I used to use PGP for communications encryption, but nowadays if I had a need for that sort of thing, I'd uses GPG instead. I believe PGP is compromised, but GPG is not. PGP stands for "Pretty Good Protection". GPG stands for "Gnu Privacy Guard",and is the open-source version of PGP, where you can read the code and compile the program from trusted code yourself, rather than having to rely on someone else's word.

VeraCrypt - and it's source code - is freely available. It's cross-platform, and can be used on Windows, Linux, and MacOS.  A "container" encrypted on one platform can be decrypted on any of the other platforms, provided you know the passphrase. If you don't know it, that crap is locked up tighter than a snake's anus.

I use a cascade of algorithms, so that if one of them is ever broken, the other two will keep the data  safe. It encrypts the plain text, then encrypts the encrypted text with a different algorithm,then encrypts THAT mess again, with yet another algorithm. Encrypted encryption which is then encrypted again. makes a mess of the data that a buzzard couldn't digest.

It's only for encrypting "data at rest", however. Stuff like Grandma's Secret Oatmeal Cookie Recipe ™, or the launch codes to the nuclear missiles you store in your back yard silos, or your tax or employment or medical records, or your secret diary you keep to write your memoirs from.  Stuff you might keep laying around burned on a CD in your bank vault because it's your business and no one else's. Not for communications in the normal sense - you can't type up a message and then encrypt it and let 'er fly across the internet in a regular e-mail body.
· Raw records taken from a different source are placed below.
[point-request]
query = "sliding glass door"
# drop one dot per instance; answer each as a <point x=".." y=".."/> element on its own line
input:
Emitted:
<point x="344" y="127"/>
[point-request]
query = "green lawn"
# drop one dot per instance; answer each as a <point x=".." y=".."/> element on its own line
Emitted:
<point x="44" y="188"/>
You'd have to type out a message in a document, then encrypt the document inside a "container",  wipe the plaintext version from your hard drive, and then e-mail the container as an attachment. Getting the passphrase to the recipient securely would be a problem, unlike with GPG.

It can also encrypt entire hard drives, including the one with your operating system on it. I've never done that, however - I just use the native Linux encryption scheme for operating system encryption. That works pretty well - I had a computer die on me, and could not get in to the hard drive at all by just hooking it up to another computer. I had to force the other computer to boot from the Linux drive so I could input the operating system password and recover the data from it. Otherwise, the hard drive, including the operating system and all the data, was just a scrambled mess that nothing could read.

A "container" is just a file, but an encrypted file that the software treats as if it were another hard drive - it has to be "mounted" as if it were a physical drive, and then you can read or write from or to it, encrypting or decrypting the data involved. The software handles the mounting process for you, and then handles the encrypt/decrypt tasks. Decrypted material is only stored in RAM - turn the computer off or lose power, and there is nothing to find until you mount the container volume again.

The only downside to it that I've ran across is that they no longer maintain a PDF user manual. The manual is, as most manuals are nowadays, on the internet as HTML. Luckily, it's not at all hard to use - but if you forget your passphrase, you can just kiss that data goodbye, because there is nothing and no one on Earth that can get you back into it.

A Google search for "VeraCrypt" will lead one straight to the software, free for the download.

As a side note, I DO NOT trust Microsoft's "Bitlocker" to encrypt anything at all. The way M$ acts, using their very operating system as spyware to spy on you, you just KNOW that Gates and Company have a back door built in to it, and if they can get into it, so can Uncle Sugar. They'd hand over their secret keys to him for a belly rub or less.

Actually, I think now if you encrypt your drive with Bitlocker, you are required to store a copy of your keys on a M$ server "for your own safety, in case you forget your password". If M$ has it, then so does Uncle Sugar, through them.